Como é possível observar, nesse julgamento, o STF examinou expressamente a questão relativa à legitimidade constitucional da fixação, pela lei, de alíquotas progressivas em função da quantidade do consumo de energia elétrica e da classe de consumidor, e considerou esse parâmetro adequado, indicando-o como forma possível de concretização do princípio da capacidade contributiva, estabelecido no art. 145, § 1º, da CR/88.

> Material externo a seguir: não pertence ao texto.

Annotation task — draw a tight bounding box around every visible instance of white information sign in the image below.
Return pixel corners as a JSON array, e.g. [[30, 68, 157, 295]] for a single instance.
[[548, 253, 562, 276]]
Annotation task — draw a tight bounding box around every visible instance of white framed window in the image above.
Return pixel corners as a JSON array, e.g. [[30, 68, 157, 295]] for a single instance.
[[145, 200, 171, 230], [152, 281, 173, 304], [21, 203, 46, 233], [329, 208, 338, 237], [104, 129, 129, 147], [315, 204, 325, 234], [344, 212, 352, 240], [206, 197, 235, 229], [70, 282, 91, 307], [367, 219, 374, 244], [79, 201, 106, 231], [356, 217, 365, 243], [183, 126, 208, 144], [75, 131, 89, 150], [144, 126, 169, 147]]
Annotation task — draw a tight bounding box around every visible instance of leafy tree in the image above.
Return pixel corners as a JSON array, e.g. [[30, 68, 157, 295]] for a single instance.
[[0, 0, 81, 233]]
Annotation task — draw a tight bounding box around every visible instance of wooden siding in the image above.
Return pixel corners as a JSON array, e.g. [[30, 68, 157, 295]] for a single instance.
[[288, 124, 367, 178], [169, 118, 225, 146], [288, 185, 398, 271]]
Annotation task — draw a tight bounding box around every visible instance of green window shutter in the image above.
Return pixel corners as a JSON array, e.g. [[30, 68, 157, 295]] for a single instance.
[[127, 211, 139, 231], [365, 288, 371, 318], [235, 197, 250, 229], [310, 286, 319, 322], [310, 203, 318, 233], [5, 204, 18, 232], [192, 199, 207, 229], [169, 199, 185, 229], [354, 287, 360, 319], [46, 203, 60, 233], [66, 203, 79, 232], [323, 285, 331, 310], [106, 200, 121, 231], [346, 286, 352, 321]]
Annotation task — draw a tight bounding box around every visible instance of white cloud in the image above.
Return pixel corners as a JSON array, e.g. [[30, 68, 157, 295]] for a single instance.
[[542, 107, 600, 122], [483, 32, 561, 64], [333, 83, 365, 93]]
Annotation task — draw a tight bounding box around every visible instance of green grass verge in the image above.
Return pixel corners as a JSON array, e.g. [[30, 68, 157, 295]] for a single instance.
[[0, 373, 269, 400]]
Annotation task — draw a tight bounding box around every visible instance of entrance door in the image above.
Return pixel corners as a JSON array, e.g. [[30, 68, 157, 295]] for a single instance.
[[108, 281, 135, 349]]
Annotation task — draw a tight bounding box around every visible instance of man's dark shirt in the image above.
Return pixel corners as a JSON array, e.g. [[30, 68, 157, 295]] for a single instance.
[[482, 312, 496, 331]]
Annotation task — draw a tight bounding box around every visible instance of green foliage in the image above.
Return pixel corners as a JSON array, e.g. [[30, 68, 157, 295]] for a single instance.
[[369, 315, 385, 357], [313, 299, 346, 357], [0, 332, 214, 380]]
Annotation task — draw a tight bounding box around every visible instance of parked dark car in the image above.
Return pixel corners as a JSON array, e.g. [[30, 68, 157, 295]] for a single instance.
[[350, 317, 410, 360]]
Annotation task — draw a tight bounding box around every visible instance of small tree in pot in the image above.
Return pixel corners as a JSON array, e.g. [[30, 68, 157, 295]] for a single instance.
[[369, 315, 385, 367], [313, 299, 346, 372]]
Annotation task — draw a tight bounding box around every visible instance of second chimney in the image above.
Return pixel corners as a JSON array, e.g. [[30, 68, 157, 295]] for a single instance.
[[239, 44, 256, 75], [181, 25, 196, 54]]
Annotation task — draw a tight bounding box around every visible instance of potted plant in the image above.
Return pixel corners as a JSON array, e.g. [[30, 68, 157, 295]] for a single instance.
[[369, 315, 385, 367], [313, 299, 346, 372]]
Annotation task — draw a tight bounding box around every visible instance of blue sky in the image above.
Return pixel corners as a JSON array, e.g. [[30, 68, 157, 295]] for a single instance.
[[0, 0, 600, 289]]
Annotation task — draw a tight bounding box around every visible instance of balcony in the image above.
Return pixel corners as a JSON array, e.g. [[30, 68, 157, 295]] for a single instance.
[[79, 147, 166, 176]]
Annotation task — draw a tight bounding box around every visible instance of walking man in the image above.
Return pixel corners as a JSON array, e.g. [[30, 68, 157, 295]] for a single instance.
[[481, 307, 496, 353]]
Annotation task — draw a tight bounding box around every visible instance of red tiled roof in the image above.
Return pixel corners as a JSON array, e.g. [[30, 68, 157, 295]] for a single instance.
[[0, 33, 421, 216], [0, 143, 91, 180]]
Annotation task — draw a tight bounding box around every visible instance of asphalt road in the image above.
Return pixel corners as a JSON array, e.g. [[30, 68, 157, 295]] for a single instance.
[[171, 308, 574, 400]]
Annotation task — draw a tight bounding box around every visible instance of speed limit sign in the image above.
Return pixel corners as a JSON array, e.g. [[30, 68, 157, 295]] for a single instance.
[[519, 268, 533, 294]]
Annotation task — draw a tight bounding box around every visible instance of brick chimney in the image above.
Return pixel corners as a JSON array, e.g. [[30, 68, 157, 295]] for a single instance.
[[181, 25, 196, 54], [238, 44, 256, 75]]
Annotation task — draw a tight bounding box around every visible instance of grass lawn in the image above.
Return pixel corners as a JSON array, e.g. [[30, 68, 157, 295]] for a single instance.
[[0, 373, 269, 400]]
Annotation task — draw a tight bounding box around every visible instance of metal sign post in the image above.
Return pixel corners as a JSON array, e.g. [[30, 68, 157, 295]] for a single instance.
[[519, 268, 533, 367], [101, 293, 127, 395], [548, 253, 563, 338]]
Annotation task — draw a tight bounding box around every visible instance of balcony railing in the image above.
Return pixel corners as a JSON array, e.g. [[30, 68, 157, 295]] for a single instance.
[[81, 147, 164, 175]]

Nesse particular, é útil transcrever excerto do voto do relator, Min. Ricardo Lewandowski, que esclarece a posição adotada pelo Plenário do STF quanto à matéria em debate:

“(...)

         O art. 2º da Lei Complementar municipal sob análise estabeleceu como base de cálculo da contribuição o valor da Tarifa de Iluminação Pública, apurado mês a mês (TARIFA de I.P./Mês), correspondente ao custo mensal do serviço de iluminação pública, variando as alíquotas conforme a qualidade dos consumidores de energia elétrica e quantidade de seu consumo.

         Explicando melhor, a ‘Tarifa de I.P./Mês’ é aferida a cada trinta dias, levando-se em conta o valor gasto pelo Município com a iluminação pública. Esse montante é rateado pelos contribuintes, segundo alíquotas que variam conforme o tipo de usuário do serviço, classificado em consumidor primário, residencial, comercial, industrial e serviço público, e de acordo com o respectivo gasto de energia elétrica.

         Não resta dúvida de que a LC 7/2002, nesse sentido, instituiu um sistema progressivo de alíquotas, mas o fez sem ofensa ao princípio da isonomia e com respeito à capacidade contributiva dos sujeitos passivos.

         (...)

         Embora não deixe de ter certa plausibilidade a assertiva do recorrente segundo a qual ‘não há um critério seguro de discriminação para se conferir a determinado contribuinte uma carga tributária maior’, diante do silêncio da Constituição Federal no que toca à hipótese de incidência da contribuição de iluminação pública, liberando, assim, o legislador local a eleger a melhor forma de cobrança do tributo, e tendo em conta o caráter sui generis da exação, considero que se mostram razoáveis e proporcionais os critérios escolhidos pelo diploma legal impugnado para estabelecer a sua base de cálculo, discriminar seus contribuintes e estabelecer as alíquotas a que estão sujeitos.

         Sim, porque o Município de São José, ao empregar o consumo mensal de energia elétrica de cada imóvel, como parâmetro para ratear entre os contribuintes o gasto com a prestação do serviço de iluminação pública, buscou realizar, na prática, a almejada justiça fiscal, que consiste, precisamente, na materialização, no plano da realidade fática, dos princípios da isonomia tributária e da capacidade contributiva, porquanto é lícito supor que quem tem um consumo maior tem condições de pagar mais.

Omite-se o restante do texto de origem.